Saturday, June 06, 2009

Doenças novas

Publicado na ZH de hoje 06 de junho de 2009 | N° 15992

ARTIGOS

Doenças novas, por Aloyzio Achutti *

Enquanto o Exmo. Sr. ministro da Saúde falava sobre a dita gripe suína, ele, com justo orgulho, dizia que tudo estava preparado para enfrentar as doenças novas.

Sem desmerecer todo o esforço de mobilização para rastrear e controlar este problema de saúde pública, é de se perguntar sobre o que está sendo feito com as “doenças velhas”... As doenças crônicas não incomodam mais, já são de costume e, quem sabe, alguém esteja até “se lixando” para elas (como disse o deputado sobre a opinião pública).

As velhas e crônicas: cardiovasculares, câncer, respiratórias, nutricionais e metabólicas, doença mental e violência causam muito mais morbidade e mortalidade, dano social e econômico, do que qualquer “doença nova”, incluindo-se a aids (nem tão nova assim). Também não se fala quase que os primeiros a morrerem das “novas” são os portadores já fragilizados pelas “velhas”.

Parte da atitude paradoxal pode estar na presumida origem das doenças. As novas têm sido relacionadas com os porcos, bugios, macacos, galinhas, aves migratórias e mosquitos. Têm origem no México, na África ou na Ásia. As crônicas têm-se consciência de que são fabricadas pelo próprio homem em busca do desenvolvimento, com seu comportamento individual e coletivo. É mais fácil se mobilizar contra um inimigo aparentemente externo do que arrumar a própria casa.

Sobre as “doenças novas”, o olhar tem sido ingênuo e de curto alcance, satisfazendo-se com o vetor e o hospedeiro, sem uma preocupação maior com toda a rede causal que está por trás.
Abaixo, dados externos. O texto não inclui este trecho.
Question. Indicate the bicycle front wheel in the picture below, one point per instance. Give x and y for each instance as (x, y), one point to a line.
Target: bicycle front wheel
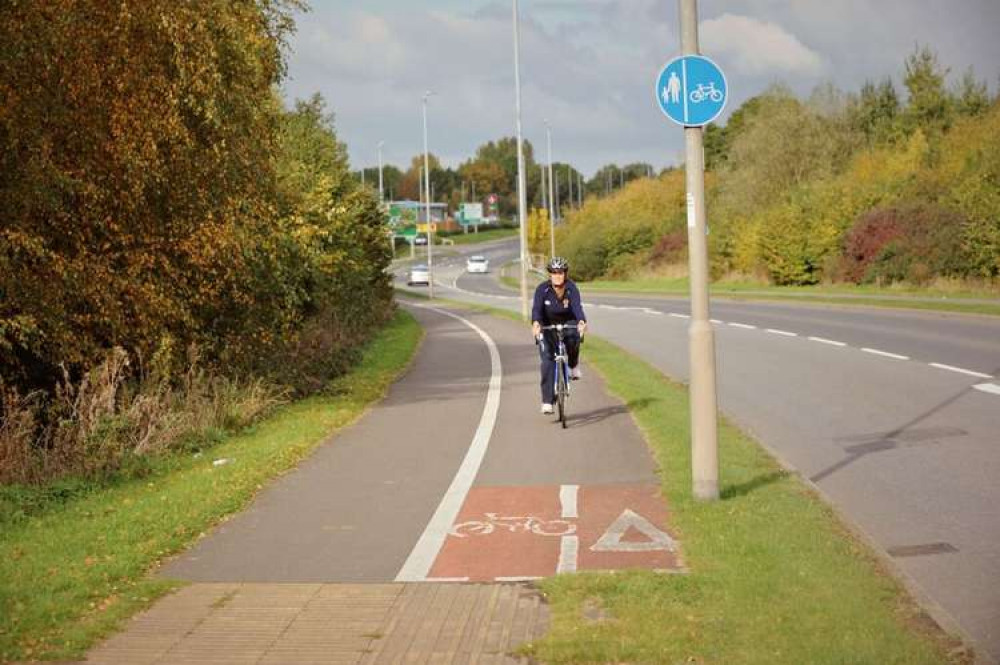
(561, 391)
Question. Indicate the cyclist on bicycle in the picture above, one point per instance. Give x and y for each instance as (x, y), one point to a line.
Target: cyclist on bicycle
(557, 300)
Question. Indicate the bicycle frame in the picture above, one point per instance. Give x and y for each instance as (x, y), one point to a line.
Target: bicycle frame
(561, 378)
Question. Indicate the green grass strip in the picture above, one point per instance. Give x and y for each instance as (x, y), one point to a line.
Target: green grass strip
(70, 576)
(774, 577)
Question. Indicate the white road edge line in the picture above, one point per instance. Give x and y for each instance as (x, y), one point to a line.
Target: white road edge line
(419, 563)
(885, 354)
(569, 548)
(831, 342)
(517, 578)
(567, 497)
(960, 370)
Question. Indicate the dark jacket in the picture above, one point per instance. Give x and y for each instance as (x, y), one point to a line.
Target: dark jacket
(547, 309)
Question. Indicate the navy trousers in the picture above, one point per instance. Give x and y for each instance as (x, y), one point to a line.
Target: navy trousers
(547, 352)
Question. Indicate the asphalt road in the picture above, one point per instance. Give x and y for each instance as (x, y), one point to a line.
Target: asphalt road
(894, 415)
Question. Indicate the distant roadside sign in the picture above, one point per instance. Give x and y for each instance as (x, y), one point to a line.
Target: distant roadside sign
(691, 90)
(470, 213)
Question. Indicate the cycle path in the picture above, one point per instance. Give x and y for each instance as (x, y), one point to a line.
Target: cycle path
(410, 535)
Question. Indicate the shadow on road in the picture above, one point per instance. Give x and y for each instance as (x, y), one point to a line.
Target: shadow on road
(906, 435)
(598, 415)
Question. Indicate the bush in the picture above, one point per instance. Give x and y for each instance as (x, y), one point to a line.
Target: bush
(607, 232)
(911, 242)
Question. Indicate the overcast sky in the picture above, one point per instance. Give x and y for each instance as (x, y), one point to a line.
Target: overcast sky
(589, 66)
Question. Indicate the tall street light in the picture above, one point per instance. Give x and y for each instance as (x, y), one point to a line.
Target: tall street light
(381, 190)
(427, 208)
(552, 191)
(521, 187)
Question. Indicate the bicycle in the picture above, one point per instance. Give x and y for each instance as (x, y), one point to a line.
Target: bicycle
(532, 524)
(562, 368)
(703, 91)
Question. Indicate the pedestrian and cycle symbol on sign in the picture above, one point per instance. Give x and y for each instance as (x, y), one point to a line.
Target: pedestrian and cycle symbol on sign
(691, 90)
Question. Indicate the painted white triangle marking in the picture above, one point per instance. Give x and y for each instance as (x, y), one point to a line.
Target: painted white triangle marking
(611, 541)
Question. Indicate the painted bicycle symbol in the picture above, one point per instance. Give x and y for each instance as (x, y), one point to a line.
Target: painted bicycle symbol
(704, 91)
(531, 524)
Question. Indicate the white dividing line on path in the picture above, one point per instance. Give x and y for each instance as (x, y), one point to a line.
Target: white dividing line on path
(567, 497)
(823, 340)
(960, 370)
(569, 549)
(885, 354)
(419, 563)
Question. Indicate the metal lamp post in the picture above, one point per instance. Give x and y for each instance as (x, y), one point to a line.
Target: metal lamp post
(552, 191)
(521, 186)
(427, 208)
(381, 189)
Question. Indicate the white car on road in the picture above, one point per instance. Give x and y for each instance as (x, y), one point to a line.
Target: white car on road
(419, 274)
(477, 264)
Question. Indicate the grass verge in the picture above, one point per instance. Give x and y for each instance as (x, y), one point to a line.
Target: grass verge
(70, 575)
(775, 576)
(482, 236)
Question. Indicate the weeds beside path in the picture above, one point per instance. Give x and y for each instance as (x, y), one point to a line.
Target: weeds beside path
(72, 573)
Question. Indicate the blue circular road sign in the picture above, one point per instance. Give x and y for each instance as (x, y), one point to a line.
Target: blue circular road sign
(691, 90)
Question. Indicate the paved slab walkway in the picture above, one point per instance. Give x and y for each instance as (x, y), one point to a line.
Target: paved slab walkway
(331, 624)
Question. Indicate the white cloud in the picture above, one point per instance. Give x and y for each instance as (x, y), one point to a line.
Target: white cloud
(758, 47)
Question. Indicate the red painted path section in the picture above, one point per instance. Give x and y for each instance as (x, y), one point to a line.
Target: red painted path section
(518, 532)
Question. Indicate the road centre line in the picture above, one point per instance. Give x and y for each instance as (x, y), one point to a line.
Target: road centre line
(567, 497)
(960, 370)
(885, 354)
(569, 550)
(823, 340)
(419, 563)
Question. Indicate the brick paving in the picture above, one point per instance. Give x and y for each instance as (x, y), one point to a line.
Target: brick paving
(331, 624)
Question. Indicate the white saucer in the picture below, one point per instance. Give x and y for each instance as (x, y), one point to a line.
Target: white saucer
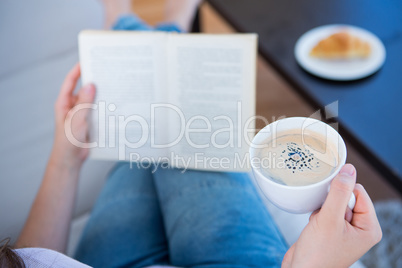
(341, 70)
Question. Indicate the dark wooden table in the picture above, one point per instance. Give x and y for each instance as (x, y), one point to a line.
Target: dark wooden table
(370, 108)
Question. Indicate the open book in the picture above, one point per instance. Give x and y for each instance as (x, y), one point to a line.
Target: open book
(184, 100)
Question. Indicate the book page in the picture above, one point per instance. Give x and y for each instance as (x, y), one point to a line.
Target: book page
(128, 70)
(212, 84)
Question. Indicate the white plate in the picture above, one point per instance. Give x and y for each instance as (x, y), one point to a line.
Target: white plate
(341, 70)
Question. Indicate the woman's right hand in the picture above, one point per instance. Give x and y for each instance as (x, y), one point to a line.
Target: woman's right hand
(329, 240)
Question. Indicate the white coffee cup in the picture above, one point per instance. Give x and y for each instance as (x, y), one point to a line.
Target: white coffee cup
(297, 199)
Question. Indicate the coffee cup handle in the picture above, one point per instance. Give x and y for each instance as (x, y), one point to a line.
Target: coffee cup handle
(352, 202)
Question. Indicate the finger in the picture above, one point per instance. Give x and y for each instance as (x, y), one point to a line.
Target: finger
(85, 95)
(339, 194)
(364, 216)
(364, 208)
(313, 214)
(348, 215)
(70, 82)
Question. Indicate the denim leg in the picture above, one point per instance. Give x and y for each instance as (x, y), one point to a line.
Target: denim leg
(125, 227)
(216, 220)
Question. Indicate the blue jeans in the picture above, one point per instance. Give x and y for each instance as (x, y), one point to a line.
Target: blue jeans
(191, 219)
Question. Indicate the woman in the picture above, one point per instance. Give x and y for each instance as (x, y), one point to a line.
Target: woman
(191, 219)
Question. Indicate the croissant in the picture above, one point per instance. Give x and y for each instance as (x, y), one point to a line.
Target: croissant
(341, 45)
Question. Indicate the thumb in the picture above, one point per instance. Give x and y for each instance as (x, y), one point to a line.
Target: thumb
(86, 94)
(339, 194)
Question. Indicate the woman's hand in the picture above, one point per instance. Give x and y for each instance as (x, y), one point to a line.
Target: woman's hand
(64, 152)
(329, 240)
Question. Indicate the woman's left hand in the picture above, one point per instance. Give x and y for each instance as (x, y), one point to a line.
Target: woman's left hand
(71, 121)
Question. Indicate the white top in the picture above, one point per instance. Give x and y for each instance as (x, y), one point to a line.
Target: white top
(46, 258)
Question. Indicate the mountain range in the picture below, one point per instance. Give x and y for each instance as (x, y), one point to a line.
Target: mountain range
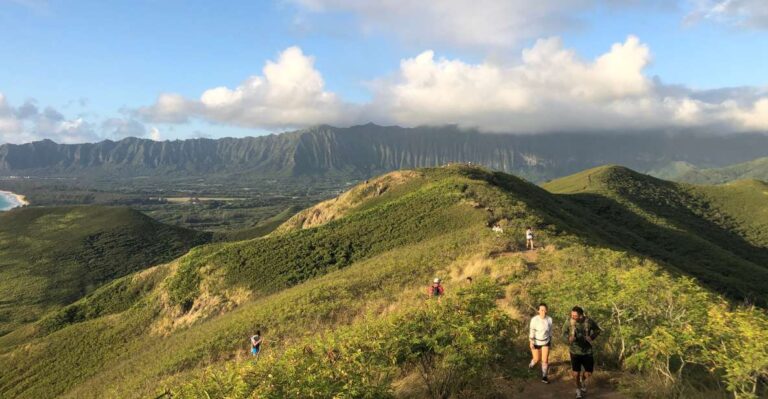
(674, 274)
(367, 150)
Pouco se fala sobre a responsabilidade humana na utilização da tecnologia para acelerar a produção e aumentar a lucratividade, ao se criarem porcos e galinhas em massa, industrialmente, com rações artificiais, cheias de agrotóxicos e hormônios e manipulação genética. Também não se tem feito grande progresso no controle do clima, do desmatamento, da invasão e destruição dos ecótopos naturais onde o equilíbrio se estabelece.

Da mesma forma, satisfaz a conformidade fatalista de que aconteceu um infarto, um derrame, ou que alguém foi acometido de câncer, ou enlouqueceu. Não se questiona por que e como se chegou a esse ponto e o que é possível fazer para reduzir ou evitar as verdadeiras causas determinantes do mal.

Já foi demonstrado, inclusive em nossa cidade, que todos os males de saúde, os velhos e os novos, ocorrem muito mais (três a quatro vezes) na população marginalizada, em permanente contato com os mais privilegiados e com os quais se entrecruza para servir. Entretanto, enclaves de grande desigualdade social são aceitos como naturais e crescem nas cidades, com gente sem a educação necessária e sem perspectiva de vida. Não basta dispor de profissionais, tecnologia e remédios. Cidadania e solidariedade são essenciais na construção de uma rede de defesa eficaz contra “doenças novas e velhas”.